Elas morreram “por serem mulheres”. Em 2015, uma nova Lei passou a tipificar o femicídio como homicídio qualificado no qual a morte da vítima ocorre em razão de ser do sexo feminino, tudo inscrito no Código Penal, artigo 121, parágrafo 2º, inciso IV. O parágrafo 2º – A do mesmo artigo, o Código Penal elenca as situações que são consideradas como razões de condição do sexo feminino: violência doméstica e familiar, menosprezo à condição de mulher ou discriminação à condição de mulher.
Algumas questões chamam a atenção nesses dois casos ocorridos na cidade de São Paulo nos últimos dias: o primeiro é que as duas mulheres tinham sua trajetória vinculada à área do direito. A primeira vítima era juíza de direito, já a segunda era estudante de direito, com intenção de se tornar delegada.
A segunda questão que chama a atenção é o fato de os dois assassinos, agressores, serem agentes da segurança pública do estado de São Paulo. Em ambos os casos, os assassinos compõem os quadros da Polícia Civil e da Polícia Militar do Estado de São Paulo, sendo um delegado e outro cabo do Batalhão da Rota.
Chama ainda mais a atenção o fato desses agentes públicos serem responsáveis por garantir a aplicação das leis e normas presentes no atual ordenamento jurídico que, entre tantos, gostaria de destacar preceitos da Constituição Federal e a Lei Maria da Penha, em uma análise sistemática abordando conceitos sociológicos.
Para compreendermos os crimes é importante localizar a violência contra a mulher como a manifestação da desigualdade entre mulheres e homens. A violência contra a mulher está diretamente associada às relações desiguais entre gêneros. Fazemos referência a um conceito construído pelas Ciências Sociais nas últimas décadas para analisar a construção sócio-histórica das identidades masculina e feminina.
A teoria afirma que entre todos os elementos que constituem o sistema de gênero – também denominado “patriarcado” por algumas correntes de pesquisa – existem discursos que legitimam a ordem estabelecida, justificam a hierarquização dos homens e do masculino e das mulheres e do feminino em cada sociedade determinada. São sistemas de crenças que especificam o que é característico de um e de outro sexo e, a partir daí, determinam os direitos, os espaços, as atividades e as condutas próprias de cada sexo (Salzsman, 1992).
A tendência comum na sociedade é remeter a violência, em especial contra as mulheres, às determinações econômicas, embora seguramente elas permaneçam atuando como causas eficientes, tais como o desemprego e a pobreza como elementos que estão na origem dessa violência. Ambos os casos confirmam que as causas econômicas não foram a motivação.

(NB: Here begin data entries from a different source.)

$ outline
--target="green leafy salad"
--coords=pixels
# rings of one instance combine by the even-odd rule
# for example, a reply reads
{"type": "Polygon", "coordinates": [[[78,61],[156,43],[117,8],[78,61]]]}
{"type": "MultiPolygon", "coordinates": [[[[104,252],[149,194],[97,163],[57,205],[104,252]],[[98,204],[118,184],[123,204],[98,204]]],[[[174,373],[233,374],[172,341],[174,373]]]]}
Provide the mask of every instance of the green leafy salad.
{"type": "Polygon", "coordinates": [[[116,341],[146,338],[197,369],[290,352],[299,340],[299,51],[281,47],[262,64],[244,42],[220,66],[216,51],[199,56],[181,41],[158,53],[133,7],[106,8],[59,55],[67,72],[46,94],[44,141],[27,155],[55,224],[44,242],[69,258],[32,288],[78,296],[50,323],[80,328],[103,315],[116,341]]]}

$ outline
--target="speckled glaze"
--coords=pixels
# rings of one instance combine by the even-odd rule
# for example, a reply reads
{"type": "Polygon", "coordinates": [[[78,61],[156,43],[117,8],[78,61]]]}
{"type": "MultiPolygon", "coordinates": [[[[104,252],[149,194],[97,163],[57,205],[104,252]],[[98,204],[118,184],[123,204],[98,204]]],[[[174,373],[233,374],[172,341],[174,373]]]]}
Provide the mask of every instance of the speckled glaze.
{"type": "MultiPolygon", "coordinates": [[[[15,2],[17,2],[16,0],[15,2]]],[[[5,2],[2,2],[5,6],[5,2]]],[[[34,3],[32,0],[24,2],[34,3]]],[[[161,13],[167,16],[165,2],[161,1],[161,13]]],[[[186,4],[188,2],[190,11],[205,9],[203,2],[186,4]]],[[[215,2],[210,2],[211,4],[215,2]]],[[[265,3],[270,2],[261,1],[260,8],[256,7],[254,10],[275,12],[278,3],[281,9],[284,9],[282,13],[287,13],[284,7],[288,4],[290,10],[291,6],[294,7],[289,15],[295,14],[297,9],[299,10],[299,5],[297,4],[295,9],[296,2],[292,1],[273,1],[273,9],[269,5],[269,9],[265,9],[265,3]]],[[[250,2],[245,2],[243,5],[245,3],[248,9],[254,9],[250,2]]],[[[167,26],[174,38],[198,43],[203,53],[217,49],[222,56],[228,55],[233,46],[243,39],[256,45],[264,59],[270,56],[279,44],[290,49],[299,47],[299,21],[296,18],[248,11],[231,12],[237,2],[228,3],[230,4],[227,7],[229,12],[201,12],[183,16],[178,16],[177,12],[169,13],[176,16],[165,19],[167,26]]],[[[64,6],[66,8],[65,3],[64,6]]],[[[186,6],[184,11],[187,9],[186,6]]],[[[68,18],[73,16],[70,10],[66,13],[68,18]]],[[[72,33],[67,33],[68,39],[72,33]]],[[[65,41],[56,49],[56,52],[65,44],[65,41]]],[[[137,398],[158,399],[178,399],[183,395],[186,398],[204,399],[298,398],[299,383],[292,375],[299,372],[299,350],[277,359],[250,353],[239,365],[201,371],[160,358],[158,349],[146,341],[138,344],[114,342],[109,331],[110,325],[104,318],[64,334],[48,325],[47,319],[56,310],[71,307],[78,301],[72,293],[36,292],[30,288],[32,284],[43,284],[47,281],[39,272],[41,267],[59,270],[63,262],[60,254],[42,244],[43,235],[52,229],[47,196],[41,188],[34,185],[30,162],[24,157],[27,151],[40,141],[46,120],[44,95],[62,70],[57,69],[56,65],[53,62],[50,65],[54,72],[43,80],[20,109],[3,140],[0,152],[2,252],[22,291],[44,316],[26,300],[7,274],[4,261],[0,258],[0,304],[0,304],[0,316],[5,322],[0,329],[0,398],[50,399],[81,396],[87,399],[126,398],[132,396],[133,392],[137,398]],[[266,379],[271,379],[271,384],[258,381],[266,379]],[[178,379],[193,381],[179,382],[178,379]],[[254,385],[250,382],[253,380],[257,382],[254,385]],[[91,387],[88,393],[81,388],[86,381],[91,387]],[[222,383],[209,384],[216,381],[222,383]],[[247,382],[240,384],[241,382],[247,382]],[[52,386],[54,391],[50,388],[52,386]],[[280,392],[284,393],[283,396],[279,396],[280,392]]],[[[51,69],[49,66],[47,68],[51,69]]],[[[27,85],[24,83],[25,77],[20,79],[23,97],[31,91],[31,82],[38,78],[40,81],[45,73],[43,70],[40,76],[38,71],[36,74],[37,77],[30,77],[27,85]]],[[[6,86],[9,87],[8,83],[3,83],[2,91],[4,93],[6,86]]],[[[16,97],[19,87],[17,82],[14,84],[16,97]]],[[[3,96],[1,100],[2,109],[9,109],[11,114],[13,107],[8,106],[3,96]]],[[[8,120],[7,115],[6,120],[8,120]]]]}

A violência é composta por diferentes linhas de realização: apresenta uma visibilidade, por vezes de modo demonstrativo, sempre antecedida ou justificada, prévia ou posteriormente. A violência está na estrutura basilar de uma sociedade dividida, atingindo mais alguns grupos sociais do que outros. As práticas da violência vão se inserir em uma rede de dominações, de vários tipos – classe, gênero, etnia, por categoria social ou a violência simbólica (Silva, 2007).
No caso específico da violência sexista, esta é do tipo que se exerce unicamente contra as mulheres, pelo simples fato de serem mulheres. É uma das formas mais graves de discriminação em razão do sexo/gênero, que resulta na limitação da autonomia das mulheres, impedindo-as de tomar suas decisões livremente. Dessa forma, tem-se, recentemente, adotado o termo femicídio para os crimes caracterizados como ódio contra as mulheres.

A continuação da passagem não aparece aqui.